L’unico rappresentante della polizia, a nostra conoscenza, che abbiamo visto
schierarsi con i gilet gialli e combattere al loro fianco, un gendarme, non ha
più futuro in questa professione. Nel 2016, ai poliziotti arrabbiati che hanno
marciato sulla scia delle proteste antisindacali, non avevamo altro da dire
loro se non questo: non siate più bastardi.
O più
precisamente, non essere più bastardi di poliziotti. Perché è ora di
ammetterlo: non abbiamo nulla, in linea di principio, contro i bastardi. Anche
noi siamo preoccupati per i nostri ruoli sociali, assumendo di essere un padre,
un artista, uno spazzino per la società, ma molto più contro di essa. Piuttosto
che rivendicare una purezza irrintracciabile, di fronte ai poliziotti, la
nostra strategia deve essere questa: essere più bastardi di loro. Sapendo
giocare su tutti i fronti. Ciò significa, ad esempio, non rifiutarsi di
combattere sulla base delle garanzie legali, quando non le rispettano, pur non
chiudendosi nel legalismo. Sapendo sostenere, davanti a loro, dove fa loro
male: il disonore di aver scelto una professione del genere. Ti senti
disprezzato? Ma è perché sei spregevole! Nonostante i tuoi salari molto più
alti di quelli degli operai, e le incessanti lusinghe dei tuoi capi (che però
ti disprezzano quanto noi e tu lo sai), la tua condizione è dura? Bene,
lavoreremo per renderla ancora più dolorosa, come lavoreremo per rendere la
diserzione sempre più desiderabile.
Dopo il movimento
di George Floyd, negli Stati Uniti è sorto intero il problema su cosa fare con
la polizia. Abolirla per i più radicali, ridurne i finanziamenti per i più
timidi, riformarla per i repubblicani francesi. Ma questi dibattiti ideologici
e incombenti sembrano soprattutto favorevoli a produrre e legittimare ipotesi
astruse. Ricordiamo che in Francia l’unico movimento di massa che ha preso sul
serio la questione della polizia è stato quello dei gilet gialli, che a priori
non aveva nulla contro la polizia in quanto tale, anzi. Ma affrontandola,
scoprendo la bassezza e la crudeltà dietro le sue azioni, i Gilet sono passati
rapidamente da “La polizia con noi” a “Tutti detestano la polizia”. Perché
nello slancio del loro movimento, non volevano più essere sorvegliati.
Mettere fine alla
polizia significa trovare i mezzi per destituirla e rimuoverla non è picchiarla
con la forza o abolirla in astratto, è renderla inoperante.
Risolvere il
problema della polizia è trovare una via d’uscita in mezzo alla sua
onnipresenza. Ciò implica poterla respingere, eludere, disperdere e
disorientare le sue forze come hanno fatto le migliaia di rotonde affollate,
per rendere la sua esistenza ancora più insostenibile e vergognosa di quanto
non sia mai stata. Far esistere i legami e i mondi all’interno dei quali non
avrà mai più il suo posto.
NOTE
[1] Si
tratta del 93, cioè il dipartimento Seine-Saint-Denis, ossia la banlieue di
Parigi categorizzata dai media e dall’opinione dominante anche fra sociologi
ecc. come la “peggiore”, quella che “pone più problemi” di ordine pubblico ecc.

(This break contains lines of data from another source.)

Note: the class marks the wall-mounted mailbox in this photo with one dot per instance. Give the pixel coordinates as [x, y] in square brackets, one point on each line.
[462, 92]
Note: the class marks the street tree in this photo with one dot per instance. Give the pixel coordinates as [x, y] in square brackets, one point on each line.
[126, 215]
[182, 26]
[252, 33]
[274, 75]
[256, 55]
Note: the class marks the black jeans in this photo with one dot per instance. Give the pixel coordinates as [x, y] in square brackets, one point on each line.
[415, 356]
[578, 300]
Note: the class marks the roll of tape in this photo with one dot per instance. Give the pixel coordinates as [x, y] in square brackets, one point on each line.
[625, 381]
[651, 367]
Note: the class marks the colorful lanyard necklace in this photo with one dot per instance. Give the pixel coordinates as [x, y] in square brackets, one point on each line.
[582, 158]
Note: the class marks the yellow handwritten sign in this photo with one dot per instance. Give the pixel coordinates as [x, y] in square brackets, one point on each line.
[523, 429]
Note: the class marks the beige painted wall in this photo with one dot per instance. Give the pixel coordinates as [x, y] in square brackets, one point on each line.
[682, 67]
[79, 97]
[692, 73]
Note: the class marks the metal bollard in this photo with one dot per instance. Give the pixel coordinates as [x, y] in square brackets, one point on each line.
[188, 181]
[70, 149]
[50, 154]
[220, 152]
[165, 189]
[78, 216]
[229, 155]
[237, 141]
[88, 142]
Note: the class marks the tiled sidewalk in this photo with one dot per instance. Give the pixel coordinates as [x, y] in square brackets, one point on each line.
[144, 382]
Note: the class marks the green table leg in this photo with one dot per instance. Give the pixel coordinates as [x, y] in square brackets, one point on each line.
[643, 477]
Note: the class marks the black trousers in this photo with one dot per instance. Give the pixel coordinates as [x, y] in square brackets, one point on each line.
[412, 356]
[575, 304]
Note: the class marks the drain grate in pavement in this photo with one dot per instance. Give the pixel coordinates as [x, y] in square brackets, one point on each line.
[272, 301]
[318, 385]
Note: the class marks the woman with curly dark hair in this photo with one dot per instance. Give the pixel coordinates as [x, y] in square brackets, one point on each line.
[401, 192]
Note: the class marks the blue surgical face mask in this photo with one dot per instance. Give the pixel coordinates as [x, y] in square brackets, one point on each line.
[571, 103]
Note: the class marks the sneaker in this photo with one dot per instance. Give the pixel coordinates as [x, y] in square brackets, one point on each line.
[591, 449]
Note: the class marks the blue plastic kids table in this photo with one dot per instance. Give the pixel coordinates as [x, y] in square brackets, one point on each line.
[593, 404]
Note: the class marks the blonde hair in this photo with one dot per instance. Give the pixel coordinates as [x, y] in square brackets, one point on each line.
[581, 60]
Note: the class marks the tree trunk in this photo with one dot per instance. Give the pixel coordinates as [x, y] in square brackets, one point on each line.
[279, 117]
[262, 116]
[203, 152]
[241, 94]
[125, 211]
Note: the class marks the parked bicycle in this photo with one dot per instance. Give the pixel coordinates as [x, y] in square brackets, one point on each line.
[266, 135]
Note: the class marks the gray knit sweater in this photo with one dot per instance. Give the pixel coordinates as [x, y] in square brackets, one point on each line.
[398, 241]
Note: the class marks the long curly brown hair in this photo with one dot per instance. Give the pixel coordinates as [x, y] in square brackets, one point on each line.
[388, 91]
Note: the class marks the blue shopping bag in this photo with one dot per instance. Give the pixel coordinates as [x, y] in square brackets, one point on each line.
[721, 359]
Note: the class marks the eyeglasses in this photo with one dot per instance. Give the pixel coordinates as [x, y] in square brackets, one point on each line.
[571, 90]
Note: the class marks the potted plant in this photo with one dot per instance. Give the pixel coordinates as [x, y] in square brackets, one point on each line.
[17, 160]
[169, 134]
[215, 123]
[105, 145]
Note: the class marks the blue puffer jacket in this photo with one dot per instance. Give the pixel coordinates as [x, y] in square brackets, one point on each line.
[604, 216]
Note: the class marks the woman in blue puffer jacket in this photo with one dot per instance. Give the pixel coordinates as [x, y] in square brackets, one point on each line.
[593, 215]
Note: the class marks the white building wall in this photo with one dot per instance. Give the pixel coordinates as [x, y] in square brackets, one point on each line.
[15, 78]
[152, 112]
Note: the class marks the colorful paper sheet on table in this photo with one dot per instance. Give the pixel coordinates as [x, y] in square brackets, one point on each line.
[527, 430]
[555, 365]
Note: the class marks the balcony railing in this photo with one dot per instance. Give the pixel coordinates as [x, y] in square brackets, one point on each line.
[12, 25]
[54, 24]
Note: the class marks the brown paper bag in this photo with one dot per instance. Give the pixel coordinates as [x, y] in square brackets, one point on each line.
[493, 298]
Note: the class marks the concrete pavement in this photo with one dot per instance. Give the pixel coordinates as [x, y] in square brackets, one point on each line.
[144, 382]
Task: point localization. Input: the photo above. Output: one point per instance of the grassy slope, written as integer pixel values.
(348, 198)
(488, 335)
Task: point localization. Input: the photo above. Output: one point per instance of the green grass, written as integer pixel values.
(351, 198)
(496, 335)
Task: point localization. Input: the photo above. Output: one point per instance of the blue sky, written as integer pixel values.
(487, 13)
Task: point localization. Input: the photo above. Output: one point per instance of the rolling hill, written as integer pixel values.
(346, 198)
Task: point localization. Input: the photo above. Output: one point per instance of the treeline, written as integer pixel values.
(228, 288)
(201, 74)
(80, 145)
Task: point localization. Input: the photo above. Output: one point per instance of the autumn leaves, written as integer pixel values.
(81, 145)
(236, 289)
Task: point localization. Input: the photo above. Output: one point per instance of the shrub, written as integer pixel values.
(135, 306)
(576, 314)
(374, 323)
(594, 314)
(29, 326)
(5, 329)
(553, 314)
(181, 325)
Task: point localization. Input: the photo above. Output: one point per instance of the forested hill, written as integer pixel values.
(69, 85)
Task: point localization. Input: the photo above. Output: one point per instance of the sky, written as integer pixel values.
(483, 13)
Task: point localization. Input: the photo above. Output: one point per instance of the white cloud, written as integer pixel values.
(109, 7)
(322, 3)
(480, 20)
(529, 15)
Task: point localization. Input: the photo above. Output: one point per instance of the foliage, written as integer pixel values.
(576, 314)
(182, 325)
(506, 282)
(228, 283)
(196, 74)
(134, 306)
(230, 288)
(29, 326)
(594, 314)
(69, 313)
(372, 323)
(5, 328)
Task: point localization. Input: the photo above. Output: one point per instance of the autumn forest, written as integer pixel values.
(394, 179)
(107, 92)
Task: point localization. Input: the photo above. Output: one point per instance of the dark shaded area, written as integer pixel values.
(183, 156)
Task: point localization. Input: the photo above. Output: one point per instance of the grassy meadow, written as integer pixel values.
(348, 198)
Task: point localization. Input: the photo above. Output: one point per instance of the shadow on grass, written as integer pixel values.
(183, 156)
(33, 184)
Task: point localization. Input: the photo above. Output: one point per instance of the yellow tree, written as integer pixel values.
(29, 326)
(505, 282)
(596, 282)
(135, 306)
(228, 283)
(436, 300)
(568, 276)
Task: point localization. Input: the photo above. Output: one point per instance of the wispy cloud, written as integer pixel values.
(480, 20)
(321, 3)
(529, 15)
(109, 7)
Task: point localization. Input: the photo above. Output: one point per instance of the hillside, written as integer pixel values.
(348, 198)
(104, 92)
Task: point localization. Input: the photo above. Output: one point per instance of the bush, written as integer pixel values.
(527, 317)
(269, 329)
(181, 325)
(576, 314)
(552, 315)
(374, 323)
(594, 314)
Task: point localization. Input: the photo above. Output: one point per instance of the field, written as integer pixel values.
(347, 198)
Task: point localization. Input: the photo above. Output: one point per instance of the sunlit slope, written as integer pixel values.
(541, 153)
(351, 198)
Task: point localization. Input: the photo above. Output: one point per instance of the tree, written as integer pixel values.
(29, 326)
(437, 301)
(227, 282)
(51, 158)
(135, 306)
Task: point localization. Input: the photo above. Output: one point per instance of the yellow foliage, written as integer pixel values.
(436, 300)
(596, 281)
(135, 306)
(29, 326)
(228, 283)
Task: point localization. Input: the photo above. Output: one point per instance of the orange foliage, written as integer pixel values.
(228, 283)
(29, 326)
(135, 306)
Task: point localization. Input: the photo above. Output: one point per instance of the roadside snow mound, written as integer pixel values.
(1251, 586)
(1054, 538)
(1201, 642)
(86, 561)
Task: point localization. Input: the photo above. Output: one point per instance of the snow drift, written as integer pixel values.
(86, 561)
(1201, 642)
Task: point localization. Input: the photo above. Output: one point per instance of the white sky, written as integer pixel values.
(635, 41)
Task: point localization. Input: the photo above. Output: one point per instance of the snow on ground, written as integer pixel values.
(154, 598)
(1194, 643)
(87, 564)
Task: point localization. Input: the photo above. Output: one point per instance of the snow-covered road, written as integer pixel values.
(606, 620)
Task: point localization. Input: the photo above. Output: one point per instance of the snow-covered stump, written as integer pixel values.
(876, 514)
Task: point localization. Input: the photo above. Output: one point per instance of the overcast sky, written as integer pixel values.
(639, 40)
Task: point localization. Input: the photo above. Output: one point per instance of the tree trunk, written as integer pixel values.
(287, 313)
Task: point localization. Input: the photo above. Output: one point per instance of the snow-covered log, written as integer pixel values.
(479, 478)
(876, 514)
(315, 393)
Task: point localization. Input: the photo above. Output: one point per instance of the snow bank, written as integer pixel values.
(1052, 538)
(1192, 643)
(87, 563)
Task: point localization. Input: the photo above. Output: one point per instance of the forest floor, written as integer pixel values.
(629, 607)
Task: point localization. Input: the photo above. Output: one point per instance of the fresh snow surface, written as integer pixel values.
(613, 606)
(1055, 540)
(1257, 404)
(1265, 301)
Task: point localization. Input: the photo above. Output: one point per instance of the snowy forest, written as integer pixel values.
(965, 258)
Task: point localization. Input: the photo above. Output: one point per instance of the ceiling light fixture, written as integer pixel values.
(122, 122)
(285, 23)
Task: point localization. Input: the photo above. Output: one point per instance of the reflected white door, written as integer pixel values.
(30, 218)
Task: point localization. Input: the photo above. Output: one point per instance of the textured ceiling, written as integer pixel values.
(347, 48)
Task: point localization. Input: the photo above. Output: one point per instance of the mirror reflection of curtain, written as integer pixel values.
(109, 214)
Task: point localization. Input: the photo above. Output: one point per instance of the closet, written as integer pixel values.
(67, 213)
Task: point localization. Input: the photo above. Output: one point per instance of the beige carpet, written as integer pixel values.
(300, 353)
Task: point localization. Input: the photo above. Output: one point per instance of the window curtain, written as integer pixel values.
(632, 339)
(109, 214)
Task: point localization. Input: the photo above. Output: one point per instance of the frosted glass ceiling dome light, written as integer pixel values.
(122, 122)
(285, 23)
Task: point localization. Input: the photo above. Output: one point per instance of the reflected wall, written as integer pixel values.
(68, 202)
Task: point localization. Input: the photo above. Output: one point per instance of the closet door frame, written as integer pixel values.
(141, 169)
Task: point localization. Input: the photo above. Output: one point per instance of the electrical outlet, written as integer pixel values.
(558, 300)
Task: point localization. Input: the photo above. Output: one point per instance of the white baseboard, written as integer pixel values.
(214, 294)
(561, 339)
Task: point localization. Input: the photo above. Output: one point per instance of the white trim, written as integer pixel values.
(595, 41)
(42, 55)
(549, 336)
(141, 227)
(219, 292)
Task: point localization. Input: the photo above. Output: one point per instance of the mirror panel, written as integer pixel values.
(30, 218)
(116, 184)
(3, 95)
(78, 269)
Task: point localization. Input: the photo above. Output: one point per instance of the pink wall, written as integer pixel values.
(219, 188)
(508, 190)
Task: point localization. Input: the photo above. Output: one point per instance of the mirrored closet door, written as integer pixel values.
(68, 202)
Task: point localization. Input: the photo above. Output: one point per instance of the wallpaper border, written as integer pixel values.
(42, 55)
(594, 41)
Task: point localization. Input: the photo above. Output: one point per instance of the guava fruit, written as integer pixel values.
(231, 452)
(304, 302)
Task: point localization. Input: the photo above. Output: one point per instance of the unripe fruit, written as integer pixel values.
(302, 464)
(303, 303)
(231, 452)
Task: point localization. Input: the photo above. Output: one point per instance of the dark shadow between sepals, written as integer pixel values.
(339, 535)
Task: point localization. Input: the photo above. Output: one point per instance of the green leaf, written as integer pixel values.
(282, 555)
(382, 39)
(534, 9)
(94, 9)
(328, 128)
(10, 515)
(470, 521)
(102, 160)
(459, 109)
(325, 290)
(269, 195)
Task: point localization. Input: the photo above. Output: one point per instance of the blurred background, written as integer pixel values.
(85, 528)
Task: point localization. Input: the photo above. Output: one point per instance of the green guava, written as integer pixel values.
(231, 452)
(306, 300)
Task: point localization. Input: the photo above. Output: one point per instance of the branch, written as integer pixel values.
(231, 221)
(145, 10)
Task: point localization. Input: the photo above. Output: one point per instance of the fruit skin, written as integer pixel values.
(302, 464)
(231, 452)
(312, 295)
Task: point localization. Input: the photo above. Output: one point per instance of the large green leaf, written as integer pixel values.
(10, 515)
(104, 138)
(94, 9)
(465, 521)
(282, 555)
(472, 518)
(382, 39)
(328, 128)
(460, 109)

Di fatto è una delle banlieue le più razzializzate e criminalizzate di Francia.
Vedi: https://www.cairn.info/journal-herodote-2016-3-page-55.htm; https://www.cairn.info/revue-herodote-2016-3-page-99.htm; https://www.nouvelobs.com/rue89/rue89-nos-vies-connectees/20150130.RUE7659/pourquoi-toujours-le-9-3.html.
[2] Animatore
di 24 anni ucciso durante la carica della polizia ritrovato, in avanzato stato
di decomposizione, nella Loira un mese dopo la scomparsa. Del ragazzo si erano
perse le tracce dopo la brutale carica della polizia alla Festa della
Musica: https://www.agi.it/estero/ragazzo_morto_francia_carica_polizia-5939537/news/2019-07-30/.
Il GIGN, Groupe d’intervention de la Gendarmerie nationale (GIGN)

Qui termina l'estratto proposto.